Pemerintah Pusat hanya memfokuskan perhatian pada pembangunan ekonomi dan sosial semata. Pembangunan sosial ekonomi dilaksanakan secara politis sejak tahun 1963-1969 dimasa transisi ada nuansa pembangunan seperti pendirian sekolah-sekolah, dari TK hingga perguruan Tinggi seperti Universitas Cendrawasih, pembangunan sarana dan prasarana infrastuktur, pengembangan sumber daya manusia dengan menempatkan elit-elit terdidik Papua di pos-pos pemerintahan. Bahkan Gubernurnya diberikan kepada putra asli Papua yang tidak pernah orang Papua merasakan pada jaman Belanda. Namun seluruh kebijakan sosial ekonomi dikendalikan oleh militer dengan dalih keamanan dan pembangunan.

Militer menjadi panglima dalam seluruh pengambilan keputusan akhir, pembangunan dengan program Task forces dengan bantuan dana Fundwi dan ADB namun dana tersebut dialokasikan ke dana pertahanan dan keamanan, sehingga dana pembangunan sosial ekonomi sesungguhnya diabaikan. Karena itu tidak mengherankan sampai pada tahun 1996 77% desa di Irian Jaya berada dibawah garis kemiskinan dan menjadi desa binaan program IDT dan pada tahun 2005 hampir 85 persen penduduk Papua miskin.

Sebagian besar orang Papua adalah bertani dan sebagian tanah pertanian telah dikavling-kan oleh para penguasa, seperti pertanian seluas 8,65%, pemukiman penduduk 3,36%, sarana sosial budaya sebesar 1,75 %, Transmigrasi seluas 0,55% sedangkan penggunaan tanah untuk keperluan lainnya kurang dari 1%. Dengan demikian sebagian besar tanah di Papua dimiliki oleh negara seluas 1.528.277 ha 993,36%) sehingga rakyat mengalami kesulitan mencari tempat tinggal yang baik dengan pemukiman yang basah karena itu dikhawatirkan masa depan generasi selanjutnya yang akan merana diatas tanahnya sendiri. Disamping itu pembukaan industrialisasi dengan mengandalkan pada penggunaan teknologi canggih yang tidak dapat dipenuhi oleh masyarakat lokal, pengiriman tenaga terampil dari luar Papua dengan mengesampingkan tenaga kerja lokal dibarengi pemberian kompensasi yang lebih kecil dari standar minimumnya menjadi faktor pemicu kesenjangan terutama dengan PT. Freeport Indonesia.
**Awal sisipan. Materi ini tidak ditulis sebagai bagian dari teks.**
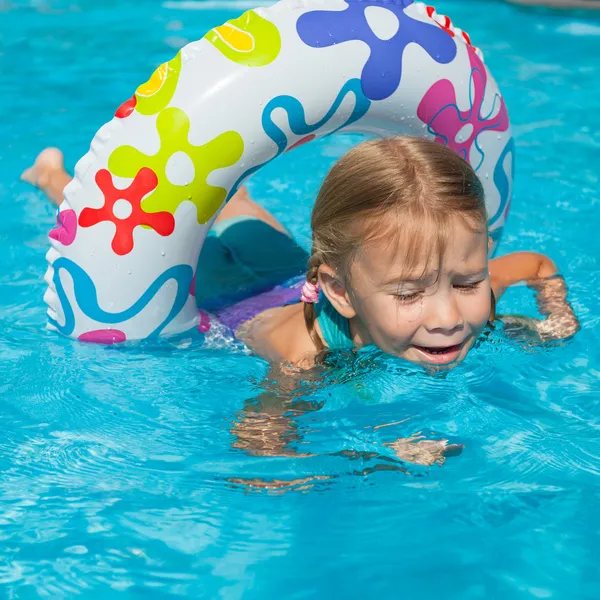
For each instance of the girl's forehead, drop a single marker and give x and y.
(396, 258)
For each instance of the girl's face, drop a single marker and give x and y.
(431, 316)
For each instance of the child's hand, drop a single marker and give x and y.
(420, 451)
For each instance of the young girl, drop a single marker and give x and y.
(399, 259)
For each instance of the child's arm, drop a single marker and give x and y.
(541, 275)
(519, 266)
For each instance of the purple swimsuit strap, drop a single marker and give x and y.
(286, 293)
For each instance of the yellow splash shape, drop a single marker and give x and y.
(235, 38)
(154, 83)
(248, 40)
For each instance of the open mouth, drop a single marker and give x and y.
(440, 355)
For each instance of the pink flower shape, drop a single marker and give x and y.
(65, 229)
(458, 129)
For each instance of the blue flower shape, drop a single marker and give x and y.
(382, 72)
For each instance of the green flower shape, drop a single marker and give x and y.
(248, 40)
(173, 128)
(157, 92)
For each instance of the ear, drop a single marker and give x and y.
(335, 291)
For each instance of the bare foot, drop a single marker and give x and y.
(420, 451)
(47, 162)
(48, 174)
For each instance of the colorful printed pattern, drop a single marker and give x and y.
(298, 125)
(86, 296)
(132, 215)
(458, 129)
(154, 95)
(382, 72)
(65, 229)
(503, 181)
(179, 171)
(173, 128)
(248, 40)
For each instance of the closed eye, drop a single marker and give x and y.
(469, 287)
(408, 298)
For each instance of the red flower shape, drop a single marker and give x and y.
(129, 214)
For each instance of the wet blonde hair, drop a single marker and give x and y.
(393, 188)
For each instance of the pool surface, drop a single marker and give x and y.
(125, 472)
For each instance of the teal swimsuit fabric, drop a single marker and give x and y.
(334, 327)
(244, 256)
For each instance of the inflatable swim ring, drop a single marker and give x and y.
(129, 232)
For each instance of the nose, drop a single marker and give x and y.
(443, 315)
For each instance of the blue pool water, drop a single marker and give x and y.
(120, 471)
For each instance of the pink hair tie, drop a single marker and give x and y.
(310, 292)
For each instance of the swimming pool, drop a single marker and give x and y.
(120, 475)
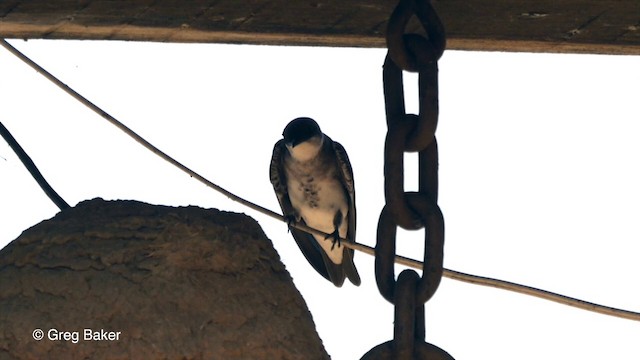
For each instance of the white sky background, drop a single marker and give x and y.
(538, 173)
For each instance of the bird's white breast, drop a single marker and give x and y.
(317, 200)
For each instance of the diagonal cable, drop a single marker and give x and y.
(452, 274)
(32, 168)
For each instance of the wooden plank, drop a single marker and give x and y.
(581, 26)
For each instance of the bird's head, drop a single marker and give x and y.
(303, 138)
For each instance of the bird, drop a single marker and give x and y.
(313, 181)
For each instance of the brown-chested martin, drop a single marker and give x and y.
(313, 180)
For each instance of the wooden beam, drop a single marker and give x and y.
(579, 26)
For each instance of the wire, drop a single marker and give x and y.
(452, 274)
(33, 169)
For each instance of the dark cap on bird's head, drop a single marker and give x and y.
(300, 130)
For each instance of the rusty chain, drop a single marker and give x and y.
(410, 210)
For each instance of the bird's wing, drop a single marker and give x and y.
(347, 181)
(306, 242)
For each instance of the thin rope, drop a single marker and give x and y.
(452, 274)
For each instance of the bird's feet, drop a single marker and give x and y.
(291, 220)
(335, 238)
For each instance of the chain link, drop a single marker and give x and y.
(410, 210)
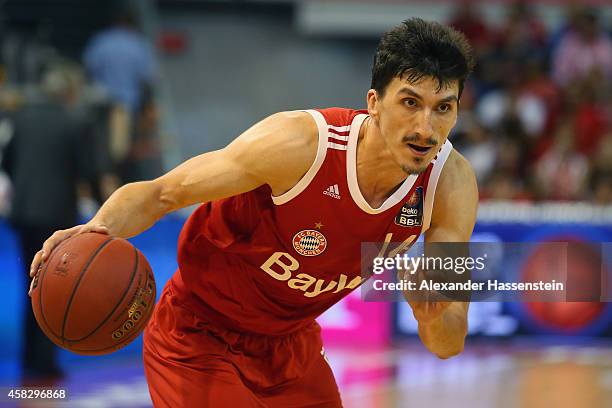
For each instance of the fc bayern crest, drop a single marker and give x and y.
(415, 197)
(309, 242)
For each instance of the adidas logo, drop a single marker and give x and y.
(332, 191)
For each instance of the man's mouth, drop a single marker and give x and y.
(419, 150)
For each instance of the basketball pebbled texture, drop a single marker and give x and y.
(94, 294)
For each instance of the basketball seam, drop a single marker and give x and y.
(127, 289)
(42, 280)
(125, 341)
(76, 286)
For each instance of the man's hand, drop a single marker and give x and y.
(54, 240)
(426, 312)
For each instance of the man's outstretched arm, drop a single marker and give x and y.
(443, 325)
(286, 141)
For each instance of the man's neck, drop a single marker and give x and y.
(378, 175)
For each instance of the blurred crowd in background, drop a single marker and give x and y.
(536, 117)
(105, 90)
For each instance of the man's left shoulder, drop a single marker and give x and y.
(457, 174)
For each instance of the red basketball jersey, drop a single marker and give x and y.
(270, 265)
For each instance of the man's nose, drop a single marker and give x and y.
(424, 127)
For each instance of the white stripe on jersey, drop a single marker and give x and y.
(340, 128)
(337, 137)
(336, 146)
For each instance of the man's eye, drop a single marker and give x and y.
(444, 107)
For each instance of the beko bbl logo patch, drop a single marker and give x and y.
(411, 213)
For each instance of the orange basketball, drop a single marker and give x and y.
(94, 294)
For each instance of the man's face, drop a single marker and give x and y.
(414, 119)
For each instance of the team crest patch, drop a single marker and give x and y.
(309, 242)
(411, 213)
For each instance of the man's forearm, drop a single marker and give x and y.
(445, 336)
(131, 209)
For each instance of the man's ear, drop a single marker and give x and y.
(373, 101)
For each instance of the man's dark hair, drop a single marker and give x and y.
(417, 49)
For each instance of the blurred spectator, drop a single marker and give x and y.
(601, 175)
(144, 159)
(523, 35)
(587, 104)
(467, 20)
(477, 145)
(601, 184)
(581, 50)
(121, 60)
(44, 159)
(561, 174)
(513, 100)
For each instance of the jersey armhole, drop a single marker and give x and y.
(316, 165)
(430, 193)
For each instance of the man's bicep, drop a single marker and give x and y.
(207, 177)
(271, 152)
(455, 204)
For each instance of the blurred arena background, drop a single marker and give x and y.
(535, 122)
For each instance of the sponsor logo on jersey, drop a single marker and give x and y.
(332, 191)
(411, 213)
(309, 242)
(285, 268)
(281, 266)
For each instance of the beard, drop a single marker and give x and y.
(416, 169)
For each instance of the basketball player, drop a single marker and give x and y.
(277, 241)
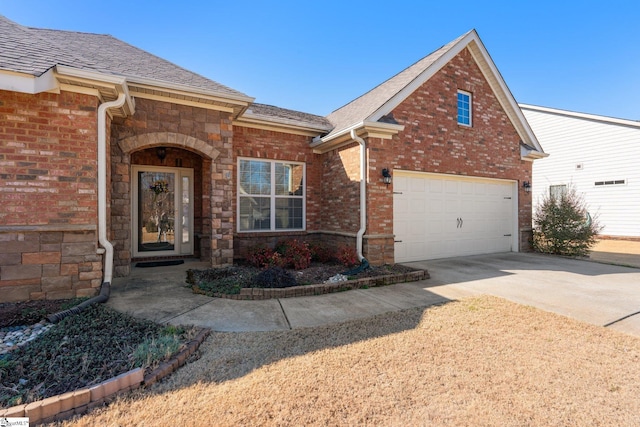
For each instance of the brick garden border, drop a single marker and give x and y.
(63, 406)
(325, 288)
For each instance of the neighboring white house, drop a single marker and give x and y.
(599, 156)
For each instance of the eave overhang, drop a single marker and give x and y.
(278, 125)
(364, 129)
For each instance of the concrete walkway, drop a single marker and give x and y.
(589, 291)
(160, 294)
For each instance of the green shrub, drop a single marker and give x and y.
(563, 226)
(274, 277)
(321, 252)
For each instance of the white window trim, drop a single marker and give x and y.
(272, 197)
(470, 95)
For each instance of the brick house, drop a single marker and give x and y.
(109, 155)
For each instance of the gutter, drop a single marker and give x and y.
(105, 288)
(363, 194)
(102, 184)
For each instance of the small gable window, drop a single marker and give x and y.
(557, 191)
(464, 108)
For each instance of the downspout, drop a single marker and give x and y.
(363, 198)
(102, 185)
(105, 288)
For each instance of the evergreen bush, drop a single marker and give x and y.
(563, 226)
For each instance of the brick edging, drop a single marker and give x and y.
(63, 406)
(325, 288)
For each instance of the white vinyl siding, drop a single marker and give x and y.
(584, 152)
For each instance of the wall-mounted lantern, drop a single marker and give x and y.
(386, 176)
(161, 152)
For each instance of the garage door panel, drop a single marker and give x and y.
(436, 217)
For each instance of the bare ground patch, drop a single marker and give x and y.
(479, 361)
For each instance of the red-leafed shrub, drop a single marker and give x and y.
(260, 256)
(295, 254)
(347, 256)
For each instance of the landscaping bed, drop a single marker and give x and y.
(239, 281)
(81, 350)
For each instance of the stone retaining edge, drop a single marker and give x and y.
(63, 406)
(325, 288)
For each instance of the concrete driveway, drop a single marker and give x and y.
(592, 292)
(600, 294)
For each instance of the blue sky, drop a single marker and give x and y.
(316, 56)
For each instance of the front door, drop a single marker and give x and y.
(162, 211)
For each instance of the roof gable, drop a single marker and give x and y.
(34, 51)
(380, 101)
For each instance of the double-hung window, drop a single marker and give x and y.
(464, 108)
(271, 195)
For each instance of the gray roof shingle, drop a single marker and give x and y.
(363, 107)
(34, 51)
(282, 115)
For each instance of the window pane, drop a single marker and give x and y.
(288, 213)
(556, 191)
(289, 179)
(255, 177)
(255, 213)
(464, 108)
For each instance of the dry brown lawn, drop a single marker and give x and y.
(475, 362)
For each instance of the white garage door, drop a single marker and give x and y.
(440, 216)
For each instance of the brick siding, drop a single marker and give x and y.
(432, 141)
(48, 194)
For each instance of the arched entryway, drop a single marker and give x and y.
(167, 186)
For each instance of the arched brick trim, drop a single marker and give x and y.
(138, 142)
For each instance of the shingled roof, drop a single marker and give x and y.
(34, 51)
(364, 107)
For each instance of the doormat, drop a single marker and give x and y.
(159, 263)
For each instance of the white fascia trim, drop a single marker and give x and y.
(26, 83)
(388, 129)
(184, 89)
(587, 116)
(531, 155)
(117, 83)
(67, 71)
(431, 70)
(283, 126)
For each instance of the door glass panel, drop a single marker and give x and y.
(156, 208)
(186, 214)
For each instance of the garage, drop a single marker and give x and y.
(441, 216)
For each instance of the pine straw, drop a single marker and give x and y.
(475, 362)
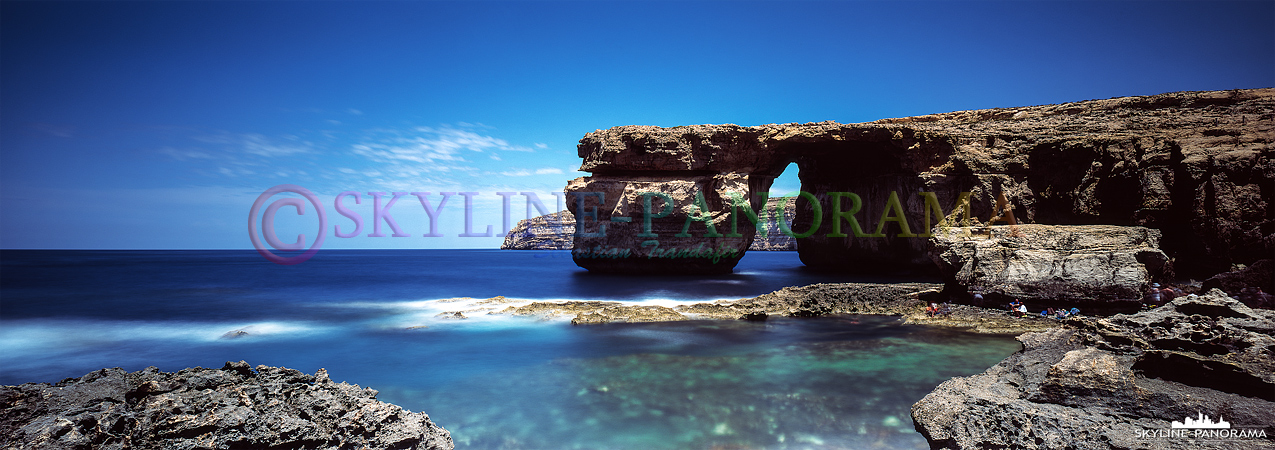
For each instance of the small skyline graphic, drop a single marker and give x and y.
(1200, 422)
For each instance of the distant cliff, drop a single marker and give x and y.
(545, 232)
(1194, 165)
(556, 231)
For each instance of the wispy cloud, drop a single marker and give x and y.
(181, 153)
(258, 144)
(523, 172)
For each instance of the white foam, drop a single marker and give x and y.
(59, 334)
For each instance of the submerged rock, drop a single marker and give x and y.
(233, 407)
(1195, 165)
(1043, 264)
(1118, 383)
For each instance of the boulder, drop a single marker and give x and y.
(1051, 264)
(1195, 165)
(233, 407)
(1260, 274)
(1120, 383)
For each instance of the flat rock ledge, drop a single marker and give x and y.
(232, 407)
(905, 300)
(1118, 383)
(1051, 264)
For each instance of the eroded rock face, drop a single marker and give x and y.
(557, 231)
(1194, 165)
(1074, 264)
(1102, 381)
(233, 407)
(542, 232)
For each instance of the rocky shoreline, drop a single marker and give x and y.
(1120, 383)
(233, 407)
(1083, 383)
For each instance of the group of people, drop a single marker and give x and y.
(1255, 297)
(1020, 310)
(936, 310)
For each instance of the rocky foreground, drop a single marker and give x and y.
(1118, 383)
(232, 407)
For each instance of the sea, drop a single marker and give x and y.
(384, 319)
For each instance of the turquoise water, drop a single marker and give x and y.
(371, 318)
(828, 383)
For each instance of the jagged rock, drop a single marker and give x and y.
(556, 231)
(1072, 264)
(1195, 165)
(233, 407)
(543, 232)
(1108, 383)
(627, 314)
(1260, 274)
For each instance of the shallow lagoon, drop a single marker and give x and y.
(496, 381)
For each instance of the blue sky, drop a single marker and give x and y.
(156, 125)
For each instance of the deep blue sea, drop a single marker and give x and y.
(496, 381)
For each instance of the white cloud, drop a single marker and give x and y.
(185, 153)
(253, 143)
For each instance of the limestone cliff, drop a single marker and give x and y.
(1194, 165)
(542, 232)
(1035, 263)
(1120, 383)
(555, 231)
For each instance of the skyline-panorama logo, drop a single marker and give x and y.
(1204, 427)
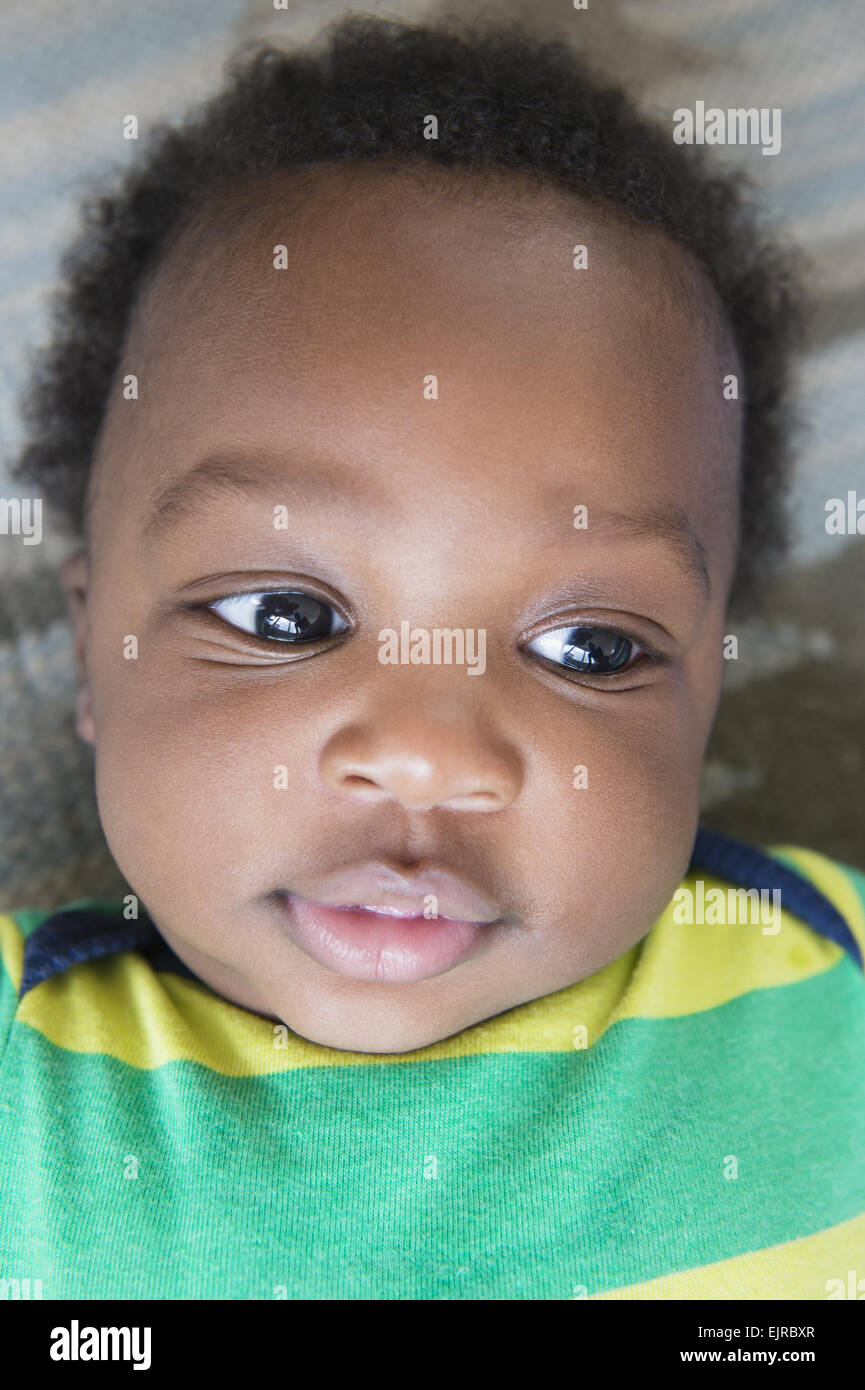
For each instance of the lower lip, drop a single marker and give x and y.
(370, 945)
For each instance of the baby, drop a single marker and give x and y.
(422, 410)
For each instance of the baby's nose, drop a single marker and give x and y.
(422, 763)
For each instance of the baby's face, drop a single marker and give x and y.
(392, 432)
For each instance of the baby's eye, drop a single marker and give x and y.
(288, 617)
(595, 651)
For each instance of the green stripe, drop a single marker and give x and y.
(593, 1168)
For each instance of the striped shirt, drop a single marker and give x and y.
(689, 1122)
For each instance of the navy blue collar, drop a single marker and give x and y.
(75, 934)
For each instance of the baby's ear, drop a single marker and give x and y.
(74, 578)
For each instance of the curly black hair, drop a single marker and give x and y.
(504, 99)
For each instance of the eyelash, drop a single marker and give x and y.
(644, 652)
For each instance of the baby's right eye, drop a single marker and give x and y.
(289, 616)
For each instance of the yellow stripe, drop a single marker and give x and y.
(800, 1268)
(120, 1007)
(11, 950)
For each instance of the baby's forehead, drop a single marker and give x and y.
(429, 330)
(417, 232)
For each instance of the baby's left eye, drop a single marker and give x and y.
(595, 651)
(288, 616)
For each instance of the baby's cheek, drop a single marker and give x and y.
(615, 827)
(187, 797)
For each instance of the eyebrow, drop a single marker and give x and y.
(671, 526)
(320, 480)
(219, 477)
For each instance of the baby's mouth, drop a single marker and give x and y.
(412, 930)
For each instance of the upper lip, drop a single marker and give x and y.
(378, 887)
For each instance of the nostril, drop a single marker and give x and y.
(355, 783)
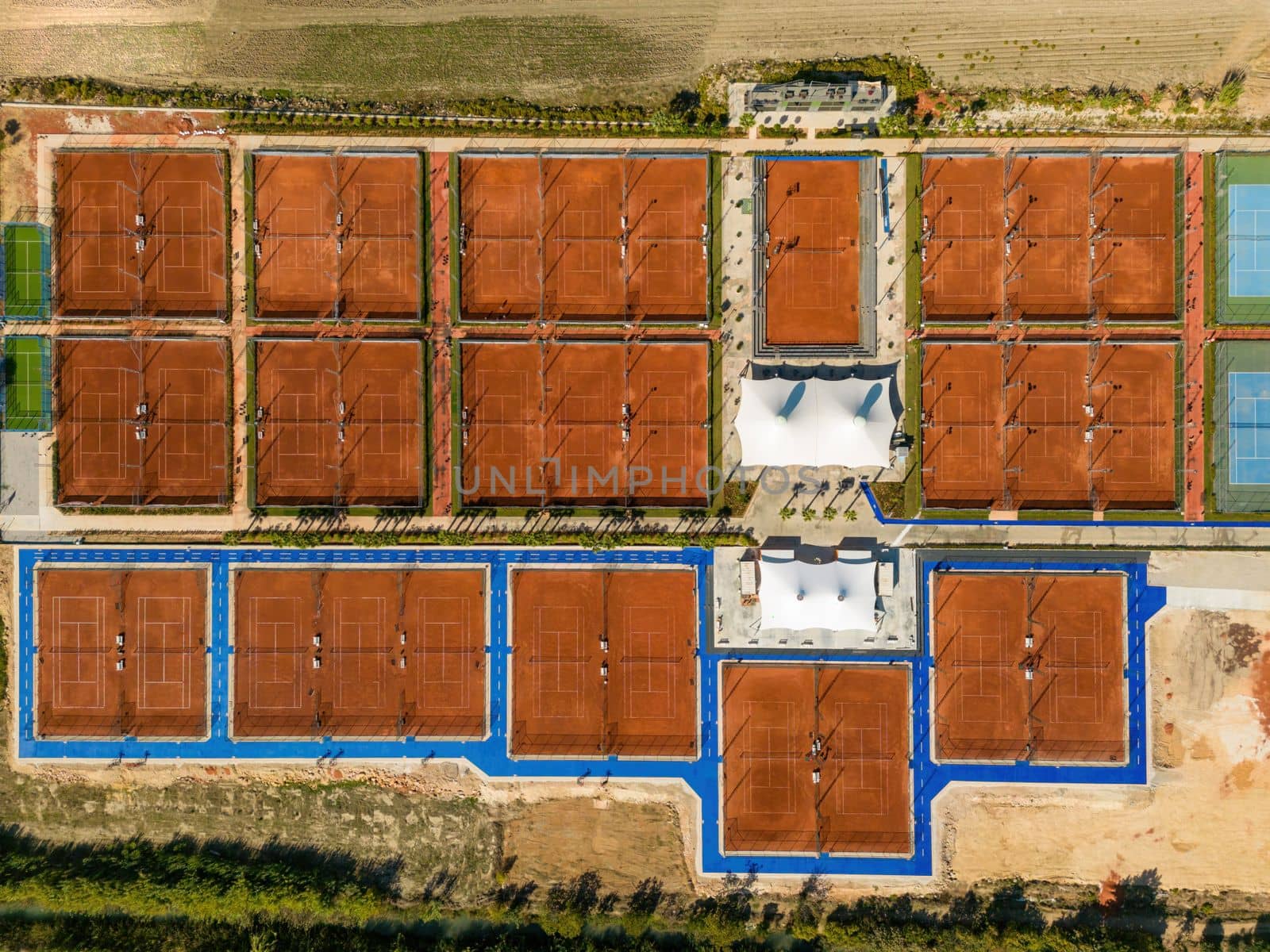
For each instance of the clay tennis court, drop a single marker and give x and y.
(603, 663)
(1048, 270)
(963, 213)
(812, 289)
(141, 234)
(141, 422)
(121, 654)
(1136, 236)
(962, 420)
(1048, 425)
(337, 235)
(816, 759)
(340, 423)
(360, 654)
(595, 238)
(1030, 666)
(620, 422)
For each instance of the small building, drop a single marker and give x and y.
(806, 598)
(810, 105)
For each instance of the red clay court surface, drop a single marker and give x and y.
(360, 654)
(300, 459)
(544, 238)
(963, 213)
(813, 253)
(1060, 425)
(338, 232)
(784, 721)
(524, 401)
(141, 422)
(110, 203)
(1134, 209)
(1048, 263)
(1086, 236)
(603, 663)
(987, 708)
(121, 654)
Implikasinya adalah pemerintah mengabaikan pembangunan sosial ekonomi dengan pertimbangan masyarakat Papua yang berada pada kondisi stagnan agar dikemudian hari terjadi perubahan jumlah populasi seperti tingkat harapan hidup diperpendek, tingkat pertumbuhan diperlambat, angka kematian bertambah, epidemi penyakit merajalela, menuju uniformitas etnik, kultural, kesenian, termasuk sistem sosial budayanya menjadi legenda dan imajinasi di abad ke 20 yang lalu.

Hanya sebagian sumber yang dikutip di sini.